Le travailleur et la travailleuse sans papiers sont dans la maison
Ces revendications de régularisations donnent à voir la présence des travailleurs sans titres dans de très nombreux secteurs économiques indispensables à l’économie et à la société urbaine. La présence des sans papiers et leur poids économique et social n’apparaissent pas toujours clairement, à l’illégalité s’ajoutant les pièges de l’impossibilité à dénombrer.
La multiplication des mouvements ponctuels dessine une présence, déjà connue des spécialistes, dans le monde du travail et dans la ville, pour la garde d’enfants et de personnes dépendantes, pour l’entretien et les travaux domestiques, dans le prêt-à-porter, l’agriculture intensive, le commerce de proximité, la réparation navale et les grands et petits chantiers.
Le plus souvent ils ou elles assurent des tâches exposées, ingrates et ponctuelles. Cependant, il a déjà été montré que la société française voulait le travail étranger sans les étrangers. Or ce mouvement démontre jusqu’à la caricature que cette main-d’œuvre est omniprésente au centre du monde économique et social, dans les grands restaurants, les chaînes de restauration populaires, les entreprises de nettoyage, dans les grands centres urbains comme en banlieue.
On peut citer les entreprises de nettoyage DMMS dans le 20e arrondissement de Paris, le siège de la CDT et Aura Sarl dans le dans le 17e, la GSS dans le 10e et Castro-nettoyage dans le 15e.

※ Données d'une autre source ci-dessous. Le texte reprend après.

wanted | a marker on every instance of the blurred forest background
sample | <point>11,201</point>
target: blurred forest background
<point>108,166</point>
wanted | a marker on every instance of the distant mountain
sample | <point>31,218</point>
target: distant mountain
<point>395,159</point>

Il ne faut pas oublier la cinquantaine de sites concernés dans l’Essonne, à Massy, l’entreprise de nettoyage « Samsic », Ormoy (la BBF) et Igny (la société Millenium) notamment. D’autres actions ont été déclenchées dans le Bas-Rhin.
Des femmes sans papiers ont tenté en mai 2008 d’occuper les locaux de l’Agence nationale des services à la personne. La Coordination Femmes égalité a elle aussi déposé une centaine de demande de régularisation pour des femmes travaillant dans les services à la personne et le nettoyage. Des femmes sans papiers sont allées apporter leur soutien à des piquets de grèves tenus par les hommes de la restauration. Leur situation est plus difficile encore que celles des ouvriers du bâtiment et de la restauration. Elles sont en effet plus éparpillées et le plus souvent n’ont pas de contrat de travail mais de par leur activité entretiennent des rapports directs avec leur employeur. De ce fait, elles subissent une dépendance emboîtée vis-à-vis de leur conjoint, de leur patron, des autorités qui à tout moment peuvent interrompre le pacte secret.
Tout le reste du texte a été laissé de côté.